Erste Rolle in der Theater-AG
»Ich weiß noch, dass ich in der sechsten Klasse total scharf darauf war, in der Theater-AG mitzumachen«, erinnert sich der heute 26-Jährige. »Leider gab es damals am ASG nur eine Gruppe für Oberstufenschüler. Wie das Stück hieß, habe ich vergessen, aber es kam ein Kondombaum darin vor. Damit war ich als Elfjähriger natürlich völlig überfordert. Also hat mein Vater kurzerhand angeboten, eine zweite AG für Jüngere ehrenamtlich zu betreuen. Und hier spielte ich meine erste Rolle, den ›Detektiv KatzSchmitze‹ in einer Mafia-Geschichte.« Die Schul-AG löste sich später auf, was Moritz jedoch nicht davon abhielt, sein ambitioniertes Hobby mit Freunden freizeitmäßig weiterzuverfolgen. Es folgten ein Praktikum am WLT und Engagements in studentischen Theatergruppen. Dann, 2013, nahm Moritz an einem Workshop teil – und lernte hier seinen Schauspielkollegen Raphael Batzik kennen.
»Da sieht man jedes Augenbrauenzucken«
»Wir hatten sofort einen guten Draht, sodass ›Rapha‹ mir nach dem Kurs spontan ein Zweipersonenstück zuschickte und meinte: ›Das könnte man mal ausprobieren.‹ Ich war bislang nur in großen Ensembles aufgetreten, daher wurde ich neugierig.

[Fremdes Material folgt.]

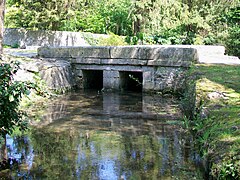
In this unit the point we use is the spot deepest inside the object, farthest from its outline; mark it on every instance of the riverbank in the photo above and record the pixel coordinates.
(217, 125)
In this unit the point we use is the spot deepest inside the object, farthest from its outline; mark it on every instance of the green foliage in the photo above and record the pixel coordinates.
(215, 124)
(112, 40)
(233, 41)
(11, 93)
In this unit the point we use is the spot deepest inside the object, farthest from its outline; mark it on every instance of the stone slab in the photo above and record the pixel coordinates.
(124, 52)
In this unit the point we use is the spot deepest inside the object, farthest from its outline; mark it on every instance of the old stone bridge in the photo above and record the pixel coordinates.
(138, 68)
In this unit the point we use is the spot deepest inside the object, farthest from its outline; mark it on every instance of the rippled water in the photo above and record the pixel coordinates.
(92, 135)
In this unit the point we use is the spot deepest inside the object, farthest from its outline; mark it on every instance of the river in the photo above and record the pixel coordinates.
(107, 136)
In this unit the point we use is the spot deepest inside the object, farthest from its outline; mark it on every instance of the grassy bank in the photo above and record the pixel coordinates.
(217, 124)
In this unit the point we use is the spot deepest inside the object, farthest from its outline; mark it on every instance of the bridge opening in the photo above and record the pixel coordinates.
(131, 81)
(92, 79)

Und schon im nächsten Jahr haben wir zusammen das Theater Essen-Süd ins Leben gerufen.« Die wohl wichtigste Besonderheit dieses sympathischen kleinen Underground-Theaters mit knapp 50 Plätzen ist die Nähe zwischen Akteuren und Publikum. »Aufgrund der räumlichen Gegebenheiten sind unsere Inszenierungen eher kammerspielartig, mit reduziertem Bühnenbild und einer konzentrierten, minimalistischen Darstellung. Die Zuschauer sitzen direkt vor der Bühne. Da sieht man jedes Augenbrauenzucken. Jedes Wort, jede noch so kleine Geste muss perfekt sitzen. Das ist eine ganz andere Herausforderung, als vor einem großen Saal zu spielen.«
Klassische Dramen und moderne Filmstoffe
Neben klassischen Dramen und Novellen wie ›Faust‹, ›Woyzeck‹, ›Die Verwandlung‹ oder ›Die Marquise von O...‹ hat sich die Truppe der Umsetzung von modernen Filmstoffen verschrieben: Produktionen wie ›Reservoir Dogs‹, ›Pulp Fiction‹, ›Ex Machina‹ oder, ganz frisch, ›Shutter Island‹ zielen vor allem – aber längst nicht nur – auf ein jüngeres, studentisches Publikum ab. »Viele entdecken uns zufällig und kommen dann immer wieder«, freut sich Moritz, der auch als Regisseur, Dramaturg und Bühnentechniker im Einsatz ist.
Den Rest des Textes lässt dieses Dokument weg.